Kimilerine göre korkunç bir seri katil, kimilerine göre Amerika’nın ilk seri katili, kimine göreyse yaşadığı vahşet sonrası yaptıklarına rağmen masum olan mağdur bir kadın. Sizleri 20. yüzyılın en tehlikeli seri katilleri arasında gösterilen Aileen Wuornos ile tanıştıralım.
Onu ilginç kılan işlediği cinayetlerden ziyade bu cinayetlerin altında yatan acılarla dolu yaşamı. Killing Joke çizgi romanında Joker’in ‘sen de kötü bir gün geçirmiş olmalısın.” sözünü adeta tescilleyen Wuornos’un tek farkı tek bir gece değil, birçok kötü gece geçirmesiydi. Yaşadığı dram dolu hayatının getirisi olarak acımasız bir seri katile dönüşen kadın, bizlere Artemisia Gentileschi’nin eserlerindeki öfkeyi anımsatıyor.
Hayat hikayesi filme de konu olan Aileen Wuornos, 20 yüzyılın belki de suçluluğuna karar veremediği tek insan olarak da göze çarpıyor.
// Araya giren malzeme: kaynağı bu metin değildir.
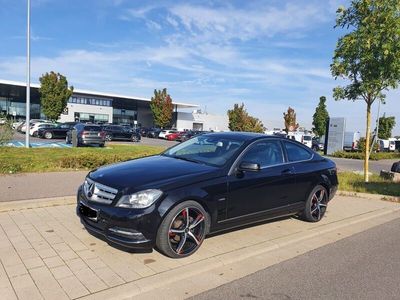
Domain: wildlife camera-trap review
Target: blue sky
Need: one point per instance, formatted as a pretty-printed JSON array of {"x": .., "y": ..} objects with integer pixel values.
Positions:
[{"x": 267, "y": 54}]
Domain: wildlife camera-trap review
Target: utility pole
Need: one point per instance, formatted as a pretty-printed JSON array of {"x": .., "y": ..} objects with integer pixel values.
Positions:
[
  {"x": 28, "y": 75},
  {"x": 375, "y": 139}
]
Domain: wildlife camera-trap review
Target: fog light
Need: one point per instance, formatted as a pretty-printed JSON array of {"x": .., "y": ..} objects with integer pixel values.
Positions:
[{"x": 127, "y": 232}]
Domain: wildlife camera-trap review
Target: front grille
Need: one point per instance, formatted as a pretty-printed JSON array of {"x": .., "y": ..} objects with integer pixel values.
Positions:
[{"x": 97, "y": 192}]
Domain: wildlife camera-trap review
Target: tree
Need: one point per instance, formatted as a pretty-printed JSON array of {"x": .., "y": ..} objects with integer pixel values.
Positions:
[
  {"x": 290, "y": 120},
  {"x": 54, "y": 94},
  {"x": 386, "y": 125},
  {"x": 320, "y": 117},
  {"x": 368, "y": 55},
  {"x": 240, "y": 120},
  {"x": 162, "y": 108}
]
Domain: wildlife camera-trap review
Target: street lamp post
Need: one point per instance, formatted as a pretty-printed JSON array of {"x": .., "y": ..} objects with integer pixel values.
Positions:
[{"x": 28, "y": 75}]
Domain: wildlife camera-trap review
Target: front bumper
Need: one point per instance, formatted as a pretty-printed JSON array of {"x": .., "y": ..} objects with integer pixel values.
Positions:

Aileen Wuornos 29 Şubat 1956’da ABD- Rochester, Michigan’da dünyaya geldi. Kendisi doğduğunda anne ve babası çoktan ayrılmıştı.
Aileen doğduğunda babası çocuk tacizi suçundan hapis yatıyordu. Kısa zaman sonra da hapishanede kendini asarak hayatına son vermişti. Annesi ise Aileen henüz 6 aylıkken ona bir mektup bırakarak terk etmişti. Bebek Aileen’e artık büyükannesi ve büyükbabası bakmak zorunda kalmıştı.
Zor bir çocukluk geçiren Aileen, henüz 13 yaşındayken tecavüze uğramıştı. Bu tecavüzün ardından gayri meşru bir çocuğu olan küçük kız, büyükbaba ve büyükanne tarafından evden kovulmuştu.
Evden kovulan Aileen zaten büyükbabası tarafından sıklıkla tacize uğruyordu. Buna rağmen sesini çıkarmadan gururlu bir şekilde evden ayrılmak zorunda kaldı. Tecavüze uğradığı kişi de zaten büyükbabasının bir arkadaşıdır.
Sefil bir hayat yaşayan Aileen, araba hurdalıklarında yaşama tutunmaya çalışıyordu. En sonunda para kazanmak zorunluluğunu hisseden genç Aileen, mecburen seks işçiliğine başladı.
Bunun yanında genç Aileen, alkol ve uyuşturucuya başladı ve kısa zamanda bir bağımlıya dönüştü.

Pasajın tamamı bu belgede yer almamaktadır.